Centriq’s turbo clock mode is different, as well. Qualcomm calls Centriq’s turbo mode “constant peak frequency.” Centriq boosts the frequency of each individual core to a maximum of 2.6 GHz, and all the cores in an SoC can be boosted to that maximum if a workload’s power consumption profile permits. As a cloud runs a workload, utilization of individual server nodes may vary, but Centriq’s peak core frequency within a server node will not vary inside its 120 W power envelope. That delivers a predictable performance per core for cloud service providers, something they don’t get with Intel Xeon Scalable’s highly variable individual core turbo frequencies.
Samsung’s 10 nm process technology enables Centriq to deliver high server workload performance under high utilization with consistent low power consumption.

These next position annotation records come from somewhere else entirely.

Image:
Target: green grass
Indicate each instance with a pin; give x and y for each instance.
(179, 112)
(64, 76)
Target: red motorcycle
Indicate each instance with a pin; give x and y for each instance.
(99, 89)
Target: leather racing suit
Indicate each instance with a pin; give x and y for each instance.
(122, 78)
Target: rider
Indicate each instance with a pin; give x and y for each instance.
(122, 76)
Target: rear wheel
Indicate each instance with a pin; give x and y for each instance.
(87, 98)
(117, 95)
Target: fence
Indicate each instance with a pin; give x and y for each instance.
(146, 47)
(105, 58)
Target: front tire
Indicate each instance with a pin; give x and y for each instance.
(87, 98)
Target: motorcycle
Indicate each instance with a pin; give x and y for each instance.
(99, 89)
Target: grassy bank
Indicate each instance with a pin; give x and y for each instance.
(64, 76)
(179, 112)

We feel confident that Qualcomm’s continued investment in this domain will yield a competitive hardware and software ecosystem across multiple generations.” –Dr. Weifeng Zhang, Senior Director, Alibaba Infrastructure Services Group
This is Alibaba’s way of recognizing Qualcomm’s commitment to Centriq’s future roadmap. While the launch event was about the journey to get to launch and the competitiveness of the first production generation, all the potential customers expect to see a long-term commitment to keep the Centriq product line evolving and competitive.

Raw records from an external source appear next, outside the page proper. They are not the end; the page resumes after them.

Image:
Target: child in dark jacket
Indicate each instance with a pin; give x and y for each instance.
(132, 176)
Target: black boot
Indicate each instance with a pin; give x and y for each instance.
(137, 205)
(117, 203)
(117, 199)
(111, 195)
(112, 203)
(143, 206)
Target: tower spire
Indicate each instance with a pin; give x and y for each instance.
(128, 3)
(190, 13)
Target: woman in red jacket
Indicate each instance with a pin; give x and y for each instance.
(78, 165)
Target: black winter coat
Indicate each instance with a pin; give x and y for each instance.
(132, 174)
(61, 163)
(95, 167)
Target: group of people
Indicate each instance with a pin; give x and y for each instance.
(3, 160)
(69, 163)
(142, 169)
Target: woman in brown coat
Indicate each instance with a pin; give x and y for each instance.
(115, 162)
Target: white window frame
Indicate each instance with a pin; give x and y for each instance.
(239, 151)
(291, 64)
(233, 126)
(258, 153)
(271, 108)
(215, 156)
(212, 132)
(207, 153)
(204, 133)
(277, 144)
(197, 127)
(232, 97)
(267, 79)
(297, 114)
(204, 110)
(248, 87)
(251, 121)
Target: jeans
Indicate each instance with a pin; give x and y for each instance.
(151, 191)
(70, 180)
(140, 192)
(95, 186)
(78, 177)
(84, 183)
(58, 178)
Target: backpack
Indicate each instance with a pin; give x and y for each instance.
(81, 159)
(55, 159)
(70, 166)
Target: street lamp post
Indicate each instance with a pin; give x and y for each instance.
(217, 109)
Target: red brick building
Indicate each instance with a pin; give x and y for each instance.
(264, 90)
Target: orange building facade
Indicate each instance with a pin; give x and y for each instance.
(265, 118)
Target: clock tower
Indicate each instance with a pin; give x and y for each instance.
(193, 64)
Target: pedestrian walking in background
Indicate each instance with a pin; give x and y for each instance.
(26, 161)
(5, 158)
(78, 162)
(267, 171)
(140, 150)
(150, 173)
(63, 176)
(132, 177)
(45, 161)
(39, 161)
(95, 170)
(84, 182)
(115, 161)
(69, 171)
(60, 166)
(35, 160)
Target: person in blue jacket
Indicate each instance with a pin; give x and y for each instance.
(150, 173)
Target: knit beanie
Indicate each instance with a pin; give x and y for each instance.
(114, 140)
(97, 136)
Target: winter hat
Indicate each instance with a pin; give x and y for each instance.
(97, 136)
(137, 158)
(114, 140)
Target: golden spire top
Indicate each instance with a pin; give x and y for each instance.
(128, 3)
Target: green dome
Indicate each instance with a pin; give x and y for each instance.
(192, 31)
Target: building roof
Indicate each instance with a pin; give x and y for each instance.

On the system research and development (R&D) front, Qualcomm is working with HPE and the Gen-Z Consortium on new memory interconnect technologies. HPE has committed to ship early access Cloudline platforms to customers in early 2018.
Mr. Chandrasekher divulged code names for Qualcomm’s next generation Centriq core and SoC – the core is “Saphira” and the SoC is “Firetail.” (Centriq 2400 was code named “Amberwing.”) He also hinted at next generation beyond Saphira/Firetail, but did not elaborate.
Creating a new server product line from scratch is not a sprint, it is a marathon. Qualcomm demonstrated a depth of commitment to the server market at their Centriq product line launch. We will watch closely for Centriq production deployments in 2018.
-- The author and members of the TIRIAS Research staff do not hold equity positions in any of the companies mentioned. TIRIAS Research tracks and consults for companies throughout the electronics ecosystem from semiconductors to systems and sensors to the cloud.